Un constat qui souligne l’urgence d’accompagner la transition : “On n’a pas le choix : on va vers l’IA, mais il faut accompagner les deux côtés – recruteurs et candidats – avec des experts”. Et c’est précisément ce que propose OpenAI avec son programme de certification.
Demain, des jobboards pour recruter… des IA ?
Au-delà de son jobboard et de ses programmes de formation, OpenAI esquisse déjà une vision plus radicale de l’avenir du travail. Dans vingt ans, le recrutement pourrait ne plus concerner des individus, mais des agents d’IA spécialisés – capables d’assurer la relation client, de gérer des ventes ou de coordonner des projets entre eux.
”On pourrait imaginer, dans 20 ans, le premier jobboard d’agents IA. Une entreprise ne recruterait plus une personne, mais un agent IA capable de faire du CSM, de la vente… On se dirigerait vers des solopreneurs épaulés par une équipe d’agents spécialisés, capables de dialoguer entre eux, d’envoyer des mails,… C’est un scénario possible.”, explique Daniel Morais. Les entreprises feraient alors appel à une “équipe numérique” sur mesure, constituée d’agents autonomes exécutant des missions complexes sans intervention humaine directe.

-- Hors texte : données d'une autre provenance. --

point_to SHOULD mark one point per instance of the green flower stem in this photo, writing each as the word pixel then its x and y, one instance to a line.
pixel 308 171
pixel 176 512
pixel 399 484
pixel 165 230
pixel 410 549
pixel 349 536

Les géants de la tech en mission sauvetage
Ce scénario s’inscrit pourtant dans une tendance déjà amorcée. “Aujourd’hui déjà, certaines boîtes lèvent des fonds pour créer des “hommes augmentés”. On pense par exemple à 1X Technologies ou à Merge Labs, financées via l’OpenAI Startup Fund. OpenAI a déjà investi plusieurs dizaines de millions dans ce domaine.” rappelle Daniel Morais. Plusieurs start-up, soutenues par OpenAI, explorent en effet ces modèles hybrides, mi-humains mi-assistés, destinés à répondre à des problématiques d’ampleur.
Les géants de la tech eux-mêmes jouent cette carte visionnaire. “Demis Hassabis, le patron de DeepMind (Google), a par exemple déclaré récemment qu’avec l’aide de l’IA, on pourrait peut-être guérir toutes les maladies d’ici dix ans. Une déclaration aux accents marketing, mais qui illustre bien cette posture de “sauveur”.” souligne Daniel Morais.
Derrière ces promesses spectaculaires se dessine une logique : se positionner en architectes – voire en sauveurs – d’un futur incertain, quitte à bousculer radicalement les fondations du marché du travail.